Coxswains are small. It’s a part of the job description. They’re shorter than their rowers, and weigh anywhere from 90 to 130 pounds, and have to fit into the tiny seats built for them in various boats. Certain races even have weight minimums for coxswains, where they weigh in and are given bags of sand to make up for missing weight. For example, if a race’s minimum weight for coxswains is 120 pounds, a coxswain who weighs 110 will have to carry 10 pounds of sand. It’s all very technical and a part of the rules of racing, a completely normal part of the sport. It’s also a source of near constant stress for me. I am not a large person by any means, but at five-foot-six, I am the tallest female coxswain on the team. I’m not going to get into the nitty gritty details of my weight in this column, but let’s just say it’s something I struggle with when I’m forced to confront my weight on a near weekly basis, all while reminiscing on my time as a tan, muscular, powerful high school athlete.
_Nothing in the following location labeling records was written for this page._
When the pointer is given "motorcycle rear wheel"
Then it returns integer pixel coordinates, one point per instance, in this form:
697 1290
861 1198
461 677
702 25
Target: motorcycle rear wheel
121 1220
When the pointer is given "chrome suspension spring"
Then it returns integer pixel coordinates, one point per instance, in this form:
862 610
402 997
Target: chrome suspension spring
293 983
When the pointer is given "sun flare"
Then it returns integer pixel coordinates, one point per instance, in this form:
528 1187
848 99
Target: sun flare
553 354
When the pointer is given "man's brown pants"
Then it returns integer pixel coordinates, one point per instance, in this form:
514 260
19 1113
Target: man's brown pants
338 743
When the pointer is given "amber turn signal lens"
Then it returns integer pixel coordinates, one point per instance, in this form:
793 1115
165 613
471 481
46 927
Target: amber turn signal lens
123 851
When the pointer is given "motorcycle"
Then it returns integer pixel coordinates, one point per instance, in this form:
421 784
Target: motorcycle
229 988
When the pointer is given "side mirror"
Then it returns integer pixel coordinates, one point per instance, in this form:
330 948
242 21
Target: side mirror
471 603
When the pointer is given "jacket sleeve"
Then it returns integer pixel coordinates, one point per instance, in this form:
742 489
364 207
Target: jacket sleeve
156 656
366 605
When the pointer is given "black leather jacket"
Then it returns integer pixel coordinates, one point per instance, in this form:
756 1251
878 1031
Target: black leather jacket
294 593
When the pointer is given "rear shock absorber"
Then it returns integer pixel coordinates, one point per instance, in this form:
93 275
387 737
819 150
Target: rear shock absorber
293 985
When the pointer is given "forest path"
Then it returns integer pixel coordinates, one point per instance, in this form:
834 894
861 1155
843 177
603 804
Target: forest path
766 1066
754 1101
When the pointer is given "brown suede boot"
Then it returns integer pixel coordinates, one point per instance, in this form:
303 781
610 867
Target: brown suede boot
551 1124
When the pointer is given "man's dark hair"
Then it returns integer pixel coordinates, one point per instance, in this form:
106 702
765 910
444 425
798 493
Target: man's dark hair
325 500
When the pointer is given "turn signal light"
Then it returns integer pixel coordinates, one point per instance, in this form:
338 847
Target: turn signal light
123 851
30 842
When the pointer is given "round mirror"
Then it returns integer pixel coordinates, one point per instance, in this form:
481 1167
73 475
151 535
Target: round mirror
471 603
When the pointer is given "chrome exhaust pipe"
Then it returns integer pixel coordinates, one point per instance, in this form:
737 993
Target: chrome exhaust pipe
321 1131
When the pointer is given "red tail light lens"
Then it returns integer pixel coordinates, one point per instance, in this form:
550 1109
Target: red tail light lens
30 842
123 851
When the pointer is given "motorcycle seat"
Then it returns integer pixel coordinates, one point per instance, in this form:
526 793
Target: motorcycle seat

Recently, it seems that every calorie I eat is accompanied by an omnipresent sense of guilt: What will I weigh in at if I eat this sandwich? If I skip lunch? If I go to yoga twice this week, can I eat these jelly beans? What about water weight? How much can I sweat out?

Now, is this a healthy attitude to take? Probably not. But I’m not sure what else to do. I love to cook and I love to eat, but right now I feel guilty for enjoying it. I feel like I have to sacrifice because my athletes are sacrificing so much for the same sport. I don’t talk about this with anyone, and have never told anyone this whole story because I don’t want anyone to worry. People think I’m chill, laid back and go with the flow. I’m the coxswain who loves to cook, not obsessed with weight at all. I don’t have all the answers. I have to admit that I don’t know how to have a healthy relationship with my body, the food I eat and the sport I love. I’m so incredibly lucky to be surrounded by people who love and support me, and make sure that I’m treating myself with care and respect and want me to be healthy, because I know others don’t receive this same support. I have a long way to go before I find that place where I’m happy and healthy and confident with my weight, my body and my place on my team, but just by writing this, by processing my own emotions on the subject, I feel like I’ve taken steps in the right direction.